According to Pawlak, the last time City Council approved a similar measure was in the late 1990s when it authorized a debt payment for the URA to support the Pittsburgh Development Fund, which supports an array of business development initiatives throughout the city to this day.
During Wednesday’s council discussion, opinions were split.
Gross said she is working to craft amendments to the bill that would create “broad conditions” on how the funds would be spent.
“There (is) a desire from our constituents and among members to give it some criteria … so that the public and members know what they’re committing 25 years of funding to,” she said.
Councilman Anthony Coghill, D-Beechview, said he’s not sure about supporting the measure without details on how many affordable housing units could be created, where they’d be built and which specific programs would be funded. He also pointed out that, with interest, the city could pay nearly double what it gets from the bond.
“If we decide to go down this road, it’s going to be many, many years of large investments I don’t know this city is ready to take on,” Coghill said, adding there are many other “immediate needs” across the city.
Councilman Ricky Burgess, D-Point Breeze, however said he thinks the city should do more. He’s already pushing for two more similar bond issuances within the next decade.
“This should be the first of a series of bond lendings over the next few years,” he said. “The people of the city of Pittsburgh deserve an investment significant enough to (meet) their need.”
Councilman R. Daniel Lavelle, D-Hill District, urged council members to move quickly on amendment proposals so they can advance the measure next week.

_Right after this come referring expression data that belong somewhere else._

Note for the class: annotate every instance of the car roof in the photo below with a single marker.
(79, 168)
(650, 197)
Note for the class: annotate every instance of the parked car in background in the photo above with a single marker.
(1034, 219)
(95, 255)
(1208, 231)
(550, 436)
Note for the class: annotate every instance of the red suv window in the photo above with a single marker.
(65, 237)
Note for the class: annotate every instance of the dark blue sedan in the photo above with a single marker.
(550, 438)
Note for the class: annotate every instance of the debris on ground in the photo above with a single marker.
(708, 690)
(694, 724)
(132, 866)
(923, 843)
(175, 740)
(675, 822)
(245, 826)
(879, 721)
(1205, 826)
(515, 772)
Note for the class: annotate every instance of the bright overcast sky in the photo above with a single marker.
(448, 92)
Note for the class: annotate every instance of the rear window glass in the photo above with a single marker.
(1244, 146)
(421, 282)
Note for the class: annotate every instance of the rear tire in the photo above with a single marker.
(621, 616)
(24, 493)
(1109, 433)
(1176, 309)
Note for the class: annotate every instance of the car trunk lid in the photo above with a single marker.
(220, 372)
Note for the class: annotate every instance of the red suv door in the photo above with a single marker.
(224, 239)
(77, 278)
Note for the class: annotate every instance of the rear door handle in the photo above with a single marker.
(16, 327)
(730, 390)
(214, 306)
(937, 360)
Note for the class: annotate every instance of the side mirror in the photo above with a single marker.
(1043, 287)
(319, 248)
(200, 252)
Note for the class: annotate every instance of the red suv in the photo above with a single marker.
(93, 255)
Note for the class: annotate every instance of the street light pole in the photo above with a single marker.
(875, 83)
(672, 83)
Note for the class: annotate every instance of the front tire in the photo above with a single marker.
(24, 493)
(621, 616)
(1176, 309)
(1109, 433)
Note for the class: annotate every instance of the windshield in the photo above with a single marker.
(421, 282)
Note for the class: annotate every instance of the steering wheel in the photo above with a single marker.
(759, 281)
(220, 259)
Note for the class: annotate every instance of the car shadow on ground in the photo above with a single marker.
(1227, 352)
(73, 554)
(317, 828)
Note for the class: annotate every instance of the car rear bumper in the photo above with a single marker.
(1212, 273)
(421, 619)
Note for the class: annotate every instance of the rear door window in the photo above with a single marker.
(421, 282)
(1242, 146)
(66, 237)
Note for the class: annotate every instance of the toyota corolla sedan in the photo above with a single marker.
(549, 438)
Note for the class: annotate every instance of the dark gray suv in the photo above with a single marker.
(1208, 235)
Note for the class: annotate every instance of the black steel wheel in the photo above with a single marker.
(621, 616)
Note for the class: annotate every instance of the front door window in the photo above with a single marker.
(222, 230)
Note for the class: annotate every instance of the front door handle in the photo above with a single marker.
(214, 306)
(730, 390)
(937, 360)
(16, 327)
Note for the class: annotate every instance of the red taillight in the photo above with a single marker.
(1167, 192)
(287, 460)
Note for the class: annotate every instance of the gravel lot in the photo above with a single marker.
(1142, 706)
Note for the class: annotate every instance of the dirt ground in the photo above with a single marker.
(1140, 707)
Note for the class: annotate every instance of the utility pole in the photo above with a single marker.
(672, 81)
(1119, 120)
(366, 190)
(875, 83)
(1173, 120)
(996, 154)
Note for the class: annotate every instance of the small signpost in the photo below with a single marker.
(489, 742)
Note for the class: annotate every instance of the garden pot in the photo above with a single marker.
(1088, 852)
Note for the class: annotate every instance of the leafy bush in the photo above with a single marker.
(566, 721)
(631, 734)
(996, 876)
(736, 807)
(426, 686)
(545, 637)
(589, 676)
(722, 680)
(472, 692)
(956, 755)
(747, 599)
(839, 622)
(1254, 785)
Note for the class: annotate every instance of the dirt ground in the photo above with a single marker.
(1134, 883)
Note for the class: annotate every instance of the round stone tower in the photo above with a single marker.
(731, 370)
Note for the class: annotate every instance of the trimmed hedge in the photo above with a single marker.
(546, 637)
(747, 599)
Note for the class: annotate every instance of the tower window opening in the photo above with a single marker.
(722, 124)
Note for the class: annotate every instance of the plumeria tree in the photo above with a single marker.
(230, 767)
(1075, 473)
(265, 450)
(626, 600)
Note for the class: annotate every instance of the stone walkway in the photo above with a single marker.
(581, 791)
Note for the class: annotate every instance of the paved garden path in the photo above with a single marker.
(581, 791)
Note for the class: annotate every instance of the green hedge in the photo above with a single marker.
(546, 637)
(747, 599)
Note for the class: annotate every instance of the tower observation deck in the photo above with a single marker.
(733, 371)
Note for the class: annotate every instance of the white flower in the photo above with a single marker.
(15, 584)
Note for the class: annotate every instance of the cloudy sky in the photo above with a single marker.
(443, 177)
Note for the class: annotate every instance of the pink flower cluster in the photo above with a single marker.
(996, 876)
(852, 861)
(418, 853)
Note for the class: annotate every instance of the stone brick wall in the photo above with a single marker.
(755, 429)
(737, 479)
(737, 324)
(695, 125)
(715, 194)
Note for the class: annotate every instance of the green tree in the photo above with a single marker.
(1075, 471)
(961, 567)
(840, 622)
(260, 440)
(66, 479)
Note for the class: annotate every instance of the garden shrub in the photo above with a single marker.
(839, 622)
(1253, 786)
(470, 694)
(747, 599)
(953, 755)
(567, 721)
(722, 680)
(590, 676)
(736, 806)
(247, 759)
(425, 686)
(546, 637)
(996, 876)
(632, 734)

“The reality is the problem is not getting any easier. The need is greater than the cash on hand,” he said. “We need to be able to move this forward as expeditiously as possible.”
The authority received about $70 million in federal covid relief funding, about $42 million of which is dedicated to affordable housing initiatives, Pawlak said. It must be spent by the end of 2026.
Outside of that funding, the URA typically gets about $10 million a year from the Housing Opportunity Fund, roughly $2 million a year from the city through the Home Investment Partnership and about $3 million annually in Community Development Block Grant money to dedicate to housing efforts, URA Director of Housing Evan Miller said.
“We’re talking about a much larger sum of money,” he said, referring to the potential $25 million to $40 million the bond is expected to provide.